CH 4: Development Through the Life Span Flashcards
Developmental Psychology
A branch of psychology that studies physical, cognitive, and social change throughout the life span.
What three (3) major issues does Developmental Psychology focus on?
1) Nature and Nurture:
How does our genetic inheritance (our nature) interact with our experiences (our nurture) to influence our development? How have your nature and your nurture influenced your life story?
2) Continuity and Stages:
What parts of development are gradual and continuous, like riding an escalator? What parts change abruptly in separate stages, like climbing rungs on a ladder?
3) Stability and Change:
Which of our traits persist through life? How do we change as we age?
Zygotes
The fertilized egg; it enters a 2-week period of rapid cell division and develops into an embryo.
Embryo
The developing human organism from about 2 weeks after fertilizing through the second month.
Fetus
the developing human organism from 9 weeks after conception to birth.
Teratogens
(Literally, “Monster Makers”)
Agents such as Chemicals and Viruses, that can reach the embryo or fetus during prenatal development and cause harm.
Fetal Alcohol Syndrome (FAS)
Physical and cognitive abnormalities in children caused by a pregnant woman’s heavy drinking. In severe cases, signs include small, out-of-proportion head and abnormal facial features.
Habituation
Decreasing responsiveness with repeated stimulation. As infants gain familiarity with repeated exposure to a stimulus, their interest wanes and they look away sooner.
Maturation
Biological growth processes that enable orderly changes in behavior, relative uninfluenced by experience.

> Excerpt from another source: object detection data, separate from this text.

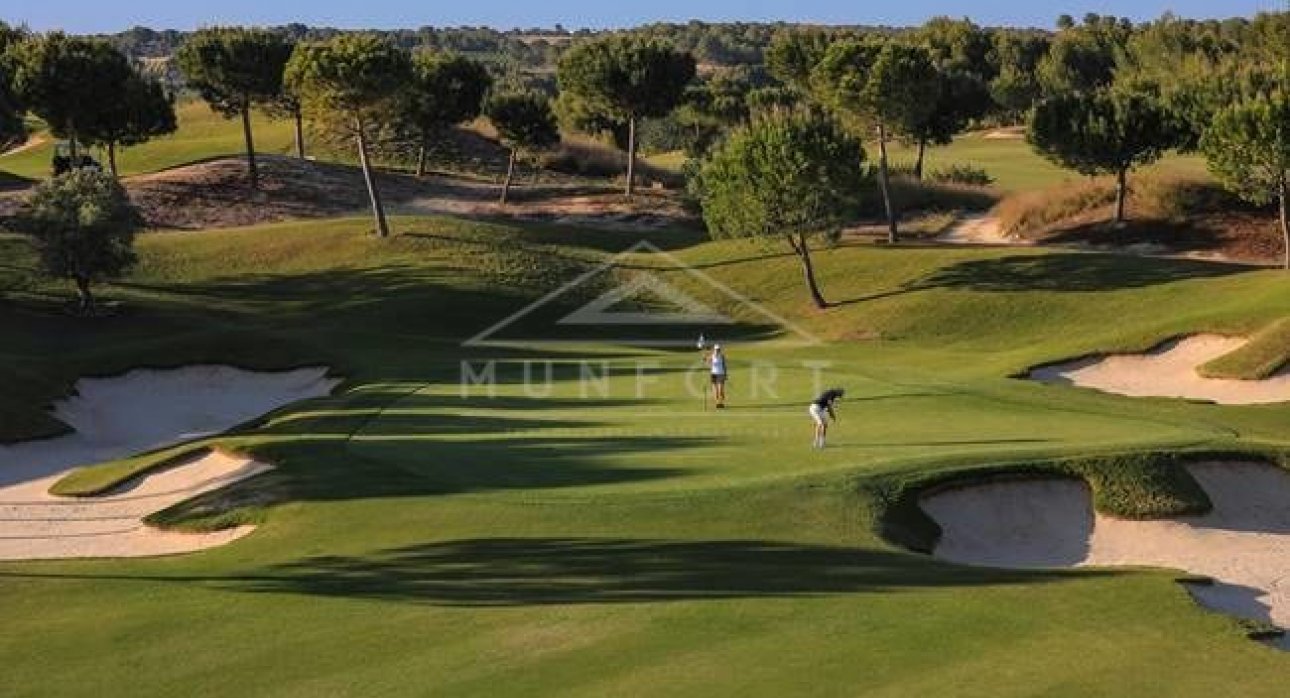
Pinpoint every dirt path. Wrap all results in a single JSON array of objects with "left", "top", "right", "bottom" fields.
[
  {"left": 937, "top": 215, "right": 1031, "bottom": 246},
  {"left": 1029, "top": 334, "right": 1290, "bottom": 405},
  {"left": 922, "top": 463, "right": 1290, "bottom": 649},
  {"left": 0, "top": 366, "right": 337, "bottom": 560}
]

(PS. Personally: I do NOT Agree)
Critical Period
An optimal period early in the life of a organism when exposure to certain stimuli or experiences produces normal development.
Cognitive Development
All the mental activities associated with thinking, knowing, remembering, and communicating.
Who is Jean Piaget?
A Swiss psychologist known for his work on child development in the 1920s.
Assimilation
Interpreting our new experiences in terms of our existing schemes.
Schemas
A concept of framework that organizes and interprets information.
Accommodation
In developmental psychology, adapting our current understandings (schemas) to incorporate new information.
Sensorimotor Stage
In Piaget’s theory, the stage (from birth to nearly 2 years of age) during which infants know the world mostly in terms of their sensory impressions and motor activities.
Object Permanence
The awareness that things continue to exist even when not perceived.
What is Baby Physics?
Like adults staring in disbelief at a magic trick (the “Whoa!” look), infants look longer at and explore an unexpected, impossible, or unfamiliar scene.
Preoperational Stage
In Piaget’s theory, the stage (from about 2 to about 6 or 7 years of age) during which a child learns to use language but does not yet comprehend the mental operations of concrete logic.
Conservation
The principal (which Piaget believed to be a part of concrete operational reasoning) that properties such as mass, volume, and number remain the same despite changes in the forms of objects.